Radical Prostatectomy
Radical retropubic prostatectomy (RRP) causes VUAS in 0.5% to 30% of patients.53-56 Some believe that robotic assisted laparoscopic radical prostatectomy (RALP) can yield overall lower VUAS rates.57-60 Radical perineal prostatectomies are also thought to have less postoperative VUAS.61 However, no matter which modality is used (RRP, RALP, RPP), surgeon experience remains the most important factor in minimizing anastomotic stenosis rates.62 Other risk factors include obesity, prior TURP, cigarette smoking, older age, excess blood loss, postoperative urinary extravasation, and adjuvant radiation therapy.59,62-66 Data from CaPSURE showed that age, lower PSA, lower clinical risk cancer, and higher body mass index increased the risk of VUAS.31 CapSURE also showed that when stenoses occur, most develop within 6 months postoperatively, and rarely after 24 moths. In general, radical prostatectomies performed before the PSA screening era yielded higher anastomotic stenosis rates of at least 10% due to higher-grade prostate cancer.62,63 Subsequent studies of prostatectomies performed on lower-risk cancer revealed stenosis rates < 5.5%.60,61,67
Prevention of Prostate Cancer Therapy-related Strictures and Stenoses
There are several ways to minimize the risk of urethral strictures and stenoses. For EBRT and BT, decreasing the radiation dose to the prostate and delaying the administration of adjuvant radiation after prostatectomy decreases the incidence of stricture disease.35,44 For prostatectomy, everting the bladder neck mucosa may theoretically prevent VUAS formation, but no clear difference was noted.66 Only surgeon volume and experience improved outcomes.62 For cryotherapy, urethral warming devices have drastically decreased stenoses rates.45 Concomitant TURP may be helpful for HIFU.
Diagnosis and Evaluation
Urinary symptoms associated with urethral strictures and stenoses are primarily obstructive, with weak stream, straining to void, hesitancy, and incomplete bladder emptying. Irritative symptoms such as dysuria and frequency often accompany obstructive symptoms, especially when patients are treated with radiation. More serious sequelae include urinary tract infections and urinary retention. Rarely, strictures and stenoses can lead to renal failure. In postradiation therapy patients or patients with a history of several previous TURPs, who have persistent pelvic, suprapubic, groin, and/or thigh pain with recurrent urinary tract infections, pubic osteomyelitis must be considered. A thorough history and physical examination will help identify strictures and stenoses. Postbrachytherapy patients with new obstructive urinary symptoms several years after treatment are predicted to have a bulbomembranous stricture. Stenoses that truly affect the membranous urethra are rare in the absence of radiation. The radiation field aimed at the prostate can damage surrounding tissue, with the membranous urethra affected first, followed by the bulbar urethra. Patients treated with HIFU or cryotherapy may develop symptoms immediately after catheter removal from urethral sloughing, or within the first year after treatment from development of prostatic urethral stenoses.40 Postprostatectomy patients may have anastomotic stenoses.
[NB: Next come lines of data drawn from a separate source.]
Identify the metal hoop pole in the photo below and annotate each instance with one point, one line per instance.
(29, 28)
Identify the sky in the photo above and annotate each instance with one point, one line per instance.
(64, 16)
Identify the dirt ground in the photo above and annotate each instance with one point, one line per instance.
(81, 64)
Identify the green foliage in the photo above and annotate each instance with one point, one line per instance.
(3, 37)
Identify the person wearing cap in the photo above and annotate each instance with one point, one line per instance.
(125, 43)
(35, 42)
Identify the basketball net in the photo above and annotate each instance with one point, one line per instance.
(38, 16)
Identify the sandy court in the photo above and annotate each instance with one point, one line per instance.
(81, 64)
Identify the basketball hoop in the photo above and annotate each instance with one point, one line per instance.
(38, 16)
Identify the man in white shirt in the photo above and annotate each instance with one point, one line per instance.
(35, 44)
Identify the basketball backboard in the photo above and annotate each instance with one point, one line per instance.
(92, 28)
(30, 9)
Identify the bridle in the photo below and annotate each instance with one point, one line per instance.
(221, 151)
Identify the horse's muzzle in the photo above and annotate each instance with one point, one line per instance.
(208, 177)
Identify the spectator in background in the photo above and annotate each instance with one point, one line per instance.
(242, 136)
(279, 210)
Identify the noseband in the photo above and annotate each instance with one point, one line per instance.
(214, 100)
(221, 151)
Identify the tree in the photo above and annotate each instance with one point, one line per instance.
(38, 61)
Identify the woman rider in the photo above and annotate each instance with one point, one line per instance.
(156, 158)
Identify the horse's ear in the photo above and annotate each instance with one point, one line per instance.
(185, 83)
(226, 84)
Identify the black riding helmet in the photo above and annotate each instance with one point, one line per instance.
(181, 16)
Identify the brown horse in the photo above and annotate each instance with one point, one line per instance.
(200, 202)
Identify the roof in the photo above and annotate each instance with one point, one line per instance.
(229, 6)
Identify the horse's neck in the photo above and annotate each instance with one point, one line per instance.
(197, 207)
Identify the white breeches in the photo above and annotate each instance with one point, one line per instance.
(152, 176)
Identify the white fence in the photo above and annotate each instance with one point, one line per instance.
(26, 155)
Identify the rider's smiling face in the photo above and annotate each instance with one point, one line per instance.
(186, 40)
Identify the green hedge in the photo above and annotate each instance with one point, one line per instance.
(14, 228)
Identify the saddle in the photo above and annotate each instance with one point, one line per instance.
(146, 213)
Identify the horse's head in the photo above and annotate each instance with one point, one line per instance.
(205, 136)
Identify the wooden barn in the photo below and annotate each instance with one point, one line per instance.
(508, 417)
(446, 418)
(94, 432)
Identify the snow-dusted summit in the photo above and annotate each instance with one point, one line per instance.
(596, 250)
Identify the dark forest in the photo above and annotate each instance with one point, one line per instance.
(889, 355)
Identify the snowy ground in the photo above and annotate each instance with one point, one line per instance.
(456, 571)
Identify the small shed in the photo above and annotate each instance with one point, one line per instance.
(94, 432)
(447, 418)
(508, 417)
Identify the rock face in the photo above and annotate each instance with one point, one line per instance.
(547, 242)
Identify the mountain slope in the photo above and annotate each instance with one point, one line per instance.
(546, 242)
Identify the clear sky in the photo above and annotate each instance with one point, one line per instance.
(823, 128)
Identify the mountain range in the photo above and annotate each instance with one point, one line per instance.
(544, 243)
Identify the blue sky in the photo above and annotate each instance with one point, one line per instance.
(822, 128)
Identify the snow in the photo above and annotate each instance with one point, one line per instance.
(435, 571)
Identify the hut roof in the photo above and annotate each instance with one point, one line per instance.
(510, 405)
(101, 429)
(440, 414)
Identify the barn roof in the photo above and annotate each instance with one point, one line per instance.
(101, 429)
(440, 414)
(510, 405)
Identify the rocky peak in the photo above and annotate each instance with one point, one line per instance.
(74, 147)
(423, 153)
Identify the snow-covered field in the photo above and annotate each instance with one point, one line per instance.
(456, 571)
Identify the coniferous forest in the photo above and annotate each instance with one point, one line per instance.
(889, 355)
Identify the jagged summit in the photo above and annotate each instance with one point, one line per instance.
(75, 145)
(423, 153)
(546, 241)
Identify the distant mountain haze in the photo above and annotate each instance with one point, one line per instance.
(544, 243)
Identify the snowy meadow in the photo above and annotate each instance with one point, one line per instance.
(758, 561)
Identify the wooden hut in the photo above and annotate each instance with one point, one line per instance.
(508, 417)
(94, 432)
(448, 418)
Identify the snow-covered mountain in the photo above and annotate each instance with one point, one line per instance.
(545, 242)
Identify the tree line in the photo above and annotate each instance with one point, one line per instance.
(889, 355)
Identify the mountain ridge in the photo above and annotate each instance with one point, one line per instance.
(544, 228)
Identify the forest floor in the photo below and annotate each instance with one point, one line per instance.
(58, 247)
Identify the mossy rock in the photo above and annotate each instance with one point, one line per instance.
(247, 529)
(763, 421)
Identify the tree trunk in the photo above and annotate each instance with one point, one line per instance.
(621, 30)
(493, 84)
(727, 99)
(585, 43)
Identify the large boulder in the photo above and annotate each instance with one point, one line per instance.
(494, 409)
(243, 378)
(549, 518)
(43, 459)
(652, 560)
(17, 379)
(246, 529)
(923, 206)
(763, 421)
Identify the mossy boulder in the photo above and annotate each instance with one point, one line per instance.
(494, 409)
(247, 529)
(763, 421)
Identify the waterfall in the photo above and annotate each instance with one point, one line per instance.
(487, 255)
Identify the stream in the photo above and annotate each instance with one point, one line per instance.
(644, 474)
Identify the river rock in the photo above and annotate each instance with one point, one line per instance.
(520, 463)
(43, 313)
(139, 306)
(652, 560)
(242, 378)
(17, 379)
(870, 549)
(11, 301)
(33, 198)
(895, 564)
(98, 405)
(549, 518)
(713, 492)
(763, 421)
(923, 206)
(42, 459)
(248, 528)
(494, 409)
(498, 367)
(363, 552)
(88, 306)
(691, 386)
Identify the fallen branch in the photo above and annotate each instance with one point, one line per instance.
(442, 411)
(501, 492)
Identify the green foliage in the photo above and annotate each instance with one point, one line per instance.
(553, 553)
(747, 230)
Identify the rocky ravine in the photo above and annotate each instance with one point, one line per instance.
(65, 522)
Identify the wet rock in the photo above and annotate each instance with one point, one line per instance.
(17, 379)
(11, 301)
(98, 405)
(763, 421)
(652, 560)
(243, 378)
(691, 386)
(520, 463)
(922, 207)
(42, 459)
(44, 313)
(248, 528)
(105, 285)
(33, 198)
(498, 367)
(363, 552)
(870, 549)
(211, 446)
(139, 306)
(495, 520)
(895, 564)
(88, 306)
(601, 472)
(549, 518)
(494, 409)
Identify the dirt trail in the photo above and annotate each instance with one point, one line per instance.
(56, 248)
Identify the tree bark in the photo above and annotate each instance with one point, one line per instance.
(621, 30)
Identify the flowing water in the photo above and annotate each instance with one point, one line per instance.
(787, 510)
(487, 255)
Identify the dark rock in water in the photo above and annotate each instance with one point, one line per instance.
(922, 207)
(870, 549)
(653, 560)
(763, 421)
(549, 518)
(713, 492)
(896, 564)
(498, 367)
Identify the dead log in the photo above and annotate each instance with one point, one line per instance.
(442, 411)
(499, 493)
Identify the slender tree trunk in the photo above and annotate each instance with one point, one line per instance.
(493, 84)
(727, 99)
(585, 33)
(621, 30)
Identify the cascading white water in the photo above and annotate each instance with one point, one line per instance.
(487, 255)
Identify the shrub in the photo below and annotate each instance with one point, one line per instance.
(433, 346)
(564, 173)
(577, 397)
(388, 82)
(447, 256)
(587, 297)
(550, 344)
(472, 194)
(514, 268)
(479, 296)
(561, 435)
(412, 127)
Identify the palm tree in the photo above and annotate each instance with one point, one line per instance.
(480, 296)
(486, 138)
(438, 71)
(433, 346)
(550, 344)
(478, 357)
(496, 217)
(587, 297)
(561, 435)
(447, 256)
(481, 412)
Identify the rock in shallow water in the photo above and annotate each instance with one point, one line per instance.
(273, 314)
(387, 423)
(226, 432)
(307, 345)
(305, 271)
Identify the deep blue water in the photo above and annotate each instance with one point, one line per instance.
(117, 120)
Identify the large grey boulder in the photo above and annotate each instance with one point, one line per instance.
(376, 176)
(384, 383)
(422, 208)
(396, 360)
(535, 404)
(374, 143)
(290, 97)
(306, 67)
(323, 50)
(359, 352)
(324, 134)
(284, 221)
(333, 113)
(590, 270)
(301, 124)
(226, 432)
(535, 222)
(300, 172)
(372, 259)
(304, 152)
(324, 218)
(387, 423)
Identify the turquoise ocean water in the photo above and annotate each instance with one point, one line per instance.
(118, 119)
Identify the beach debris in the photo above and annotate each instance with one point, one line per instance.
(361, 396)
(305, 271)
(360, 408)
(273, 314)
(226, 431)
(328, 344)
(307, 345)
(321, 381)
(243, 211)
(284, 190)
Patients treated with HIFU or cryotherapy may develop symptoms immediately after catheter removal from urethral sloughing, or with in the first year after treatment from development of prostatic urethral stenoses.
Additional diagnostic tools include urinalysis and urine culture, uroflowometry, bladder scanner postvoid residual, retrograde urethrogram, serum PSA level, and cystoscopy. Renal ultrasound, computed tomography (CT), magnetic resonance imaging (MRI), and urodynamics are useful tests for specific cases. PSA helps assess for cancer recurrence. Cystoscopy rules out penile/bulbar stricture disease and confirms the location of urethral obstruction. Urethroscopy with a narrow-caliber rigid ureteroscope can be helpful with navigating through small openings to confirm length and location of the stricture, especially in relation to the striated sphincter. Additionally, it facilitates luminal placement of a guidewire for subsequent dilation if required. Renal sonography is helpful for patients with incomplete bladder emptying and azotemia. CT and MRI can assess for a urinary tract abscess, fistula, and osteomyelitis. Urodynamics can elucidate the cause of irritative and obstructive voiding symptoms. Sonography may be used to assess for urethral fibrosis in the penile urethra but has a limited role for the more proximal strictures and stenosis.
Treament Overview
The management of prostate therapy-related strictures and stenoses requires a flexible and individualized approach. The various treatment modalities lead to varying obstructive diseases from short, mild annular strictures and stenoses to panurethral strictures and obliterative panprostatic urethral stenoses. Furthermore, the proximity to the striated sphincter and compromised tissue vascularity inevitably complicate surgical repair and threaten urinary continence. Patients are initially managed endoscopically. The most severe prostate-related strictures that fail endoscopic management are temporized with suprapubic catheter drainage followed by open surgical reconstruction.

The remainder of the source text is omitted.